Eugenia Bright, a cashier at the discount retail chain 99 Cents Only Stores, initiated a class action against her employer in Bright v. 99 Cents Only Stores, 189 Cal. App. 4th 1472 (Cal. Ct. App. 2010), review denied (Feb. 16, 2011). She argued that by failing to provide “suitable seating” to its cashiers, her employer violated provisions of Section 14 of the Industrial Welfare Commission (IWC) Wage Order 7-2001, a seldom used and relatively untested provision that requires employers to provide seating for their employees under certain circumstances. She also sought civil penalties under California’s Private Attorneys General Act of 2004, § 2698 et seq. (“PAGA“).  PAGA permits employees to sue their employers and collect statutory penalties on behalf of all current employees, as well as all former employees who worked for the company within PAGA’s one-year statute of limitations. PAGA penalties consist of $100 for each aggrieved employee for the first violation and $200 per pay period for each aggrieved employee for subsequent violations.  Plaintiff also sought attorneys’ fees, available to plaintiffs who prevail in PAGA actions.

The trial court dismissed the plaintiff’s PAGA claim on the grounds that IWC Wage Order 7-2001 restricts civil penalties to cases in which the employee was underpaid. The California Court of Appeal for the Second Appellate District, however, reversed and reinstated the claim. The appellate court held that because the California Labor Code incorporated the labor conditions set by the IWC, a violation of the suitable seating requirement is a violation of the California Labor Code. Thus, the court concluded that employees can recover monetary damages under PAGA when employers do not comply with IWC Wage Order requirements, including, without limitation, the suitable seating requirement. 

Moreover, the 99 Cents Only Stores decision makes clear that penalties under PAGA are available even when the employers’ violations do not result in lost wages. While actions filed thus far concern compliance with seating requirements provided for in the state’s wage orders, arguably the analysis may apply to any minor violation of California’s wage orders including a violation of an employer’s obligation to provide lockers and changing rooms, display clocks in major work areas, and maintain bathrooms at certain temperatures. 
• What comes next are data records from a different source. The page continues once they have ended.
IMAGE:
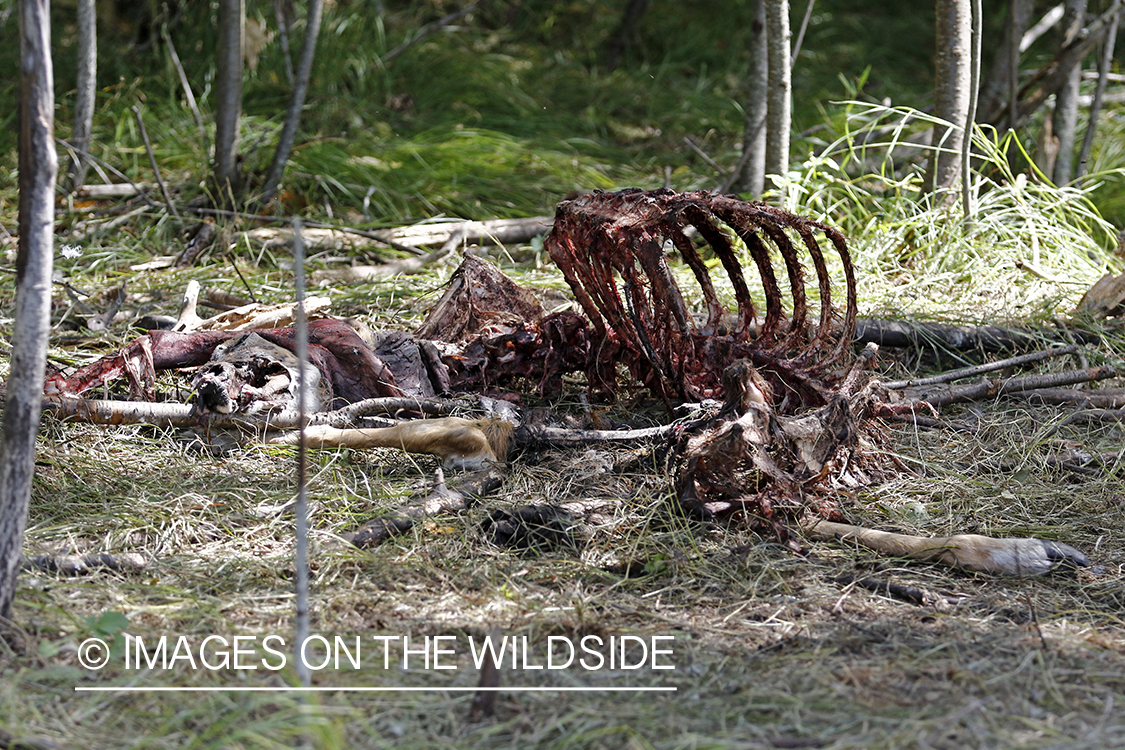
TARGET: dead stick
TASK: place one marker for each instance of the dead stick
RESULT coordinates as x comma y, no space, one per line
152,160
563,436
1104,399
312,223
348,415
163,414
990,388
980,369
187,86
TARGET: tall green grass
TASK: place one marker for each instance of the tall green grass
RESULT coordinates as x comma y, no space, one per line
1029,247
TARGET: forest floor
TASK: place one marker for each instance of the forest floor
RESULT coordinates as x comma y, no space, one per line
749,644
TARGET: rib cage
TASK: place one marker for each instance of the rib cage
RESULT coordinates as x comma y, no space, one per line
602,240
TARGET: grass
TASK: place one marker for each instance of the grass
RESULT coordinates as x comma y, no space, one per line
768,647
771,648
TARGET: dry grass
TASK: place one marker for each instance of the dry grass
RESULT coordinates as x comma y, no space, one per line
770,650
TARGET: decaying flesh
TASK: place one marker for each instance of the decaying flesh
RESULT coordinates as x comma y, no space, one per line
791,419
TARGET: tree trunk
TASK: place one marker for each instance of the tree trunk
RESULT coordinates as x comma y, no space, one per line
232,17
1091,123
296,102
1064,120
753,164
38,165
951,91
780,97
1001,82
87,87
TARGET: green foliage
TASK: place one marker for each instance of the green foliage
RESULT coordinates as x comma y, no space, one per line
1028,247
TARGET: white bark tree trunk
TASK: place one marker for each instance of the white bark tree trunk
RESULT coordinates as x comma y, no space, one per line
951,90
753,164
87,87
780,98
38,165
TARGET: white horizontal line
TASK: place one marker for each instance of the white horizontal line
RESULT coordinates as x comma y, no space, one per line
372,689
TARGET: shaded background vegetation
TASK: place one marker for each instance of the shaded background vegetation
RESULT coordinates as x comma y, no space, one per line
510,109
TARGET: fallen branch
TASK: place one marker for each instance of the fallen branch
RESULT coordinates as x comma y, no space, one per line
993,388
564,437
910,334
84,563
1098,399
910,594
980,369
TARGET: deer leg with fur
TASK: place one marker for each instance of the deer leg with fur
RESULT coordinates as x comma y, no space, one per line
459,443
1014,557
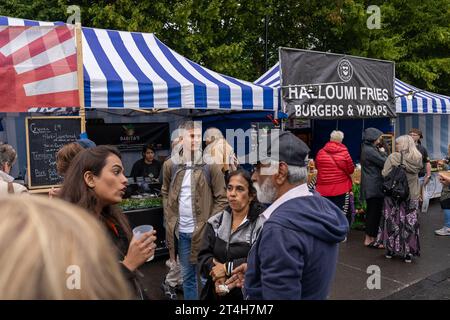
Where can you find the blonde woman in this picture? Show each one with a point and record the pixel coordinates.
(50, 249)
(399, 227)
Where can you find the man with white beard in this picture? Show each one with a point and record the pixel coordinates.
(296, 252)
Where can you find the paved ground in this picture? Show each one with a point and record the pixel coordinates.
(427, 277)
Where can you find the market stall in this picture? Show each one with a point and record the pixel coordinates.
(132, 71)
(308, 76)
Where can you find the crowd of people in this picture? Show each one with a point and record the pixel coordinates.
(231, 234)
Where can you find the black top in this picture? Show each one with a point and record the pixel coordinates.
(142, 169)
(425, 159)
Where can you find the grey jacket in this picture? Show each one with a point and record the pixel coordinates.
(412, 166)
(372, 162)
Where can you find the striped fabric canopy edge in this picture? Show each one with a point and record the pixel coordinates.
(136, 70)
(422, 101)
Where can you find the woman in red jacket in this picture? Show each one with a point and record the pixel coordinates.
(335, 166)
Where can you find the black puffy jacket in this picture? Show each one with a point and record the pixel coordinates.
(372, 163)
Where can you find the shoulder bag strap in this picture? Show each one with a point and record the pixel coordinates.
(10, 188)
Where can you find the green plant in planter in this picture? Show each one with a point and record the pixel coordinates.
(145, 203)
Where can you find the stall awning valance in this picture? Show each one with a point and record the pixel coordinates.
(136, 70)
(422, 102)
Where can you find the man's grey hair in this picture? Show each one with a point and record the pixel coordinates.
(296, 174)
(337, 135)
(7, 154)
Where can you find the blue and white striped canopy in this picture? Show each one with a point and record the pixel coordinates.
(421, 102)
(136, 70)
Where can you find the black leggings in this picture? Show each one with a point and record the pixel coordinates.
(373, 216)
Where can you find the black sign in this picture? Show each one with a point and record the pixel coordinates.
(319, 85)
(45, 136)
(130, 135)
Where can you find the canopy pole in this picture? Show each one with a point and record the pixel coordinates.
(80, 75)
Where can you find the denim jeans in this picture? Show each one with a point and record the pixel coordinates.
(188, 270)
(447, 218)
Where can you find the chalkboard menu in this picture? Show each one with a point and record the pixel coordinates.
(45, 136)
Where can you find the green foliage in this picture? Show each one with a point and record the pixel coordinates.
(228, 36)
(134, 204)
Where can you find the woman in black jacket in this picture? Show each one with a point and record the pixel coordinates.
(96, 181)
(373, 157)
(229, 236)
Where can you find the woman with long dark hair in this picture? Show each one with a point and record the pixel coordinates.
(95, 181)
(229, 236)
(399, 227)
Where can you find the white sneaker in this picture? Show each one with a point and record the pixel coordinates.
(444, 231)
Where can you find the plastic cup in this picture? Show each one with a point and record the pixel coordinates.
(139, 231)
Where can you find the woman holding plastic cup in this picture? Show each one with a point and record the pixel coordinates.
(96, 182)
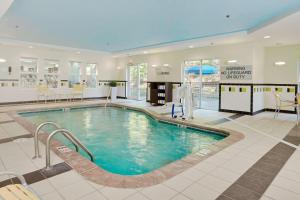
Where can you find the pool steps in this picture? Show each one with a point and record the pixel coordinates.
(66, 133)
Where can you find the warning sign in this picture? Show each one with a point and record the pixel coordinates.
(236, 72)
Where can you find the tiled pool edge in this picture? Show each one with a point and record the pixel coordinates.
(97, 175)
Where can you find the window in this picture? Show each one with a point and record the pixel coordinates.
(29, 70)
(51, 73)
(91, 75)
(75, 72)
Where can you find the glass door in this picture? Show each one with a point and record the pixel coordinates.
(204, 77)
(192, 75)
(137, 81)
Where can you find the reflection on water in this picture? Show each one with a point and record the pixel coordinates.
(128, 142)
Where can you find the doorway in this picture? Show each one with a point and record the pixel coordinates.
(137, 81)
(204, 77)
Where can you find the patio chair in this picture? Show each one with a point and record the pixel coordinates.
(43, 92)
(281, 103)
(77, 91)
(17, 191)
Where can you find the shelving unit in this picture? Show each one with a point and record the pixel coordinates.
(160, 93)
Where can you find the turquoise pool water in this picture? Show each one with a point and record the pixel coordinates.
(127, 142)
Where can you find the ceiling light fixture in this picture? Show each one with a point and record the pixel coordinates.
(280, 63)
(2, 60)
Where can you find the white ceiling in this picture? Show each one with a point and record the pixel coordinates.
(126, 26)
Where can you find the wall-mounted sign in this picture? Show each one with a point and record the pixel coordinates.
(242, 72)
(163, 70)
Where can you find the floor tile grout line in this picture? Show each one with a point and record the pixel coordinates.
(284, 161)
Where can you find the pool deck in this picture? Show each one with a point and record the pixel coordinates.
(258, 166)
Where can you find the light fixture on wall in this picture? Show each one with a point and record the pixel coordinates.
(2, 60)
(232, 61)
(280, 63)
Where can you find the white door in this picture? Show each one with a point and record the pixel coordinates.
(137, 81)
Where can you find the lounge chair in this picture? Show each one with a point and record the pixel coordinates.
(16, 191)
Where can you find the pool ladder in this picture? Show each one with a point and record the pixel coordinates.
(66, 133)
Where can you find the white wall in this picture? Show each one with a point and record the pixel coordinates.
(241, 52)
(286, 74)
(12, 53)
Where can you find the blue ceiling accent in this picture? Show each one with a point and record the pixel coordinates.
(206, 70)
(118, 25)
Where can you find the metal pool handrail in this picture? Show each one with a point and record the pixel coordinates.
(71, 137)
(36, 135)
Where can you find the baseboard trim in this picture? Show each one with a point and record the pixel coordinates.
(235, 111)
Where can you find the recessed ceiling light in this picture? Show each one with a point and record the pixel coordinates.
(232, 61)
(2, 60)
(280, 63)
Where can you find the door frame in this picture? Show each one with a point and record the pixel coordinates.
(183, 65)
(138, 81)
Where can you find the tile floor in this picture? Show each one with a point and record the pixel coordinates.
(206, 181)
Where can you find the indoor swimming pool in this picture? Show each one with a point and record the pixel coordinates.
(125, 141)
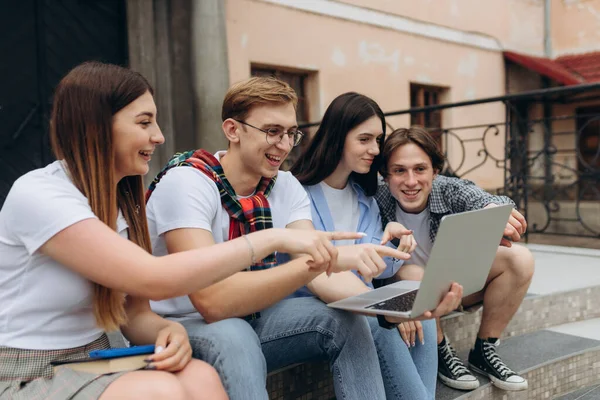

Since this decision, a wave of class action suits have been filed against retail employers with operations in California for alleged “suitable seating” violations. While they have not yet been targeted by the Plaintiffs’ bar, other California employers such as restaurants and manufacturers may become future targets for these types of claims and should take steps to ensure compliance with these and other provisions found in California wage orders.